Should the Girl Scouts be arrested for drug trafficking?

I’ve never used drugs, but I’m familiar with the effect it has on people. I find myself behaving rather crack-ish after eating a couple Girl Scout cookies, then trying to save the rest for later. Those colorful boxes call out to me, “Come get another, come get some more …”

On my way into work a few days ago, I passed several Girl Scouts set up on street corners slanging cookies. They weren’t wearing traditional drug-related colored rags or flashing affiliation tattoos, but they were all dressed the same, serving hordes of crack-ish clientele, clocking fists full of dollars and flashing merit badges. And they’re aggressive, blunt and mean serious business. If they’re not gangsta, then I don’t know who is!

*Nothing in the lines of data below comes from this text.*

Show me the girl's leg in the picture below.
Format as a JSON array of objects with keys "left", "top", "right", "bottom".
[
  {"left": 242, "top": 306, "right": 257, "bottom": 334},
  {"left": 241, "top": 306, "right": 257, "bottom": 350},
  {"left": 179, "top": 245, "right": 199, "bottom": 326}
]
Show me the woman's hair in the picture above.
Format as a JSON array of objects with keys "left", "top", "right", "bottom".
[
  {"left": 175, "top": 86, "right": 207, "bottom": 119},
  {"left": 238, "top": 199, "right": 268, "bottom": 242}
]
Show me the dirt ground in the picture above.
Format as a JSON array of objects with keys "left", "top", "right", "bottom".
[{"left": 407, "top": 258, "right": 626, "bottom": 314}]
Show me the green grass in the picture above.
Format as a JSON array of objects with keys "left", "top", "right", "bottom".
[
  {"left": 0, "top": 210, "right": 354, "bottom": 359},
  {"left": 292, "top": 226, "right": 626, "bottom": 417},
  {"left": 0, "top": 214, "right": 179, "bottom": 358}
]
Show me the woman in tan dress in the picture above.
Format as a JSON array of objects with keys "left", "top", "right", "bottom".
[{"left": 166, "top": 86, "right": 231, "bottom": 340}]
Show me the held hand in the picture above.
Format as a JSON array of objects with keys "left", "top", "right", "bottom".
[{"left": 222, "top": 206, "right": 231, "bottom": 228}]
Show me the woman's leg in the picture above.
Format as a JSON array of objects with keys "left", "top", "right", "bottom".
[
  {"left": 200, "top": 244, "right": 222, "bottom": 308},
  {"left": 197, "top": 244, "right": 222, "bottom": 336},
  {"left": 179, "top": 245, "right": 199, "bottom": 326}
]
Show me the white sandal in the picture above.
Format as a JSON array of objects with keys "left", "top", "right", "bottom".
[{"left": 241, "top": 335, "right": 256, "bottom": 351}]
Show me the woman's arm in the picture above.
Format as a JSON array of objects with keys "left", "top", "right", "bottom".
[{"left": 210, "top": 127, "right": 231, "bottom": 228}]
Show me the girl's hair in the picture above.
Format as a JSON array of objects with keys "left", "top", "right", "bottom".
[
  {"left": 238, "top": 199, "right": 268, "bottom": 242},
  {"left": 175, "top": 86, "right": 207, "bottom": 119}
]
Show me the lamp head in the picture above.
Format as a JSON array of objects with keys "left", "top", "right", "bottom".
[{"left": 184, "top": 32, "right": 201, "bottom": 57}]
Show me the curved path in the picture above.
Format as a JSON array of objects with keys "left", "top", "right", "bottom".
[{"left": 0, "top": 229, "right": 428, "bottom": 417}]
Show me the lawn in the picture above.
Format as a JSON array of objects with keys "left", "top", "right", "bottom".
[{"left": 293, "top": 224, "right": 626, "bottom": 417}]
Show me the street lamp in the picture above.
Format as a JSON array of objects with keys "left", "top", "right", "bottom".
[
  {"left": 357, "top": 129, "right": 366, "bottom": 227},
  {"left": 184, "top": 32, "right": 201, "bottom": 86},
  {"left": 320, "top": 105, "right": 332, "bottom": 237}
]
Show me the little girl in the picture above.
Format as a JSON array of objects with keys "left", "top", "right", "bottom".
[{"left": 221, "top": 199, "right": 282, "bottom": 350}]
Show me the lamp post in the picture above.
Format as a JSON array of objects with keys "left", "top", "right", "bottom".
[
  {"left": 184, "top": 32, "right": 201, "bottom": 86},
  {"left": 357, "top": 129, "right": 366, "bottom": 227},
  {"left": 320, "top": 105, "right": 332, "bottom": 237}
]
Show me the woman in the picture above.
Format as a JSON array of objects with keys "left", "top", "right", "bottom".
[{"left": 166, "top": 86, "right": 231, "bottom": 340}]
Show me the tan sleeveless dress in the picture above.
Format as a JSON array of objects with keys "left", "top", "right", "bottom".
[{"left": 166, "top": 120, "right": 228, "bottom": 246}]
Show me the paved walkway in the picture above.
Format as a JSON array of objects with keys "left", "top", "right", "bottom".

When I arrived at my employer, I was greeted upon entering by one of my associates. His eyes were glossed over and he was smiling like he knew who stole my Cobra Commander action figure. He said, “Guess what time it is?” I replied, “I don’t know. What time is it?” He then shouted, “Girl Scout cookie time!” I instantly feared for the safety of my wallet.  I looked around and noticed everyone – employees and customers – eating cookies. I felt myself begin to salivate. I got the chills and began to shake. I had to have some cookies.

“Where are they getting those from,” I asked. “Next door,” he replied. Just then another employee approached us carrying an open box of Samoas. Once she saw the look in our eyes she instantly clutched the box to her chest as if protecting her baby from wolves. “No; get your own,” she growled like a raging fiend, firing coconut and caramel shrapnel from her mouth. I could wait no longer. I ran right next and bought my cookie supply. If someone told me Girl Scout cookies had a “special ingredient”, I wouldn’t be at all surprised.

New Resolution #6: GIMMIE A BOX OF COOKIES … NOW!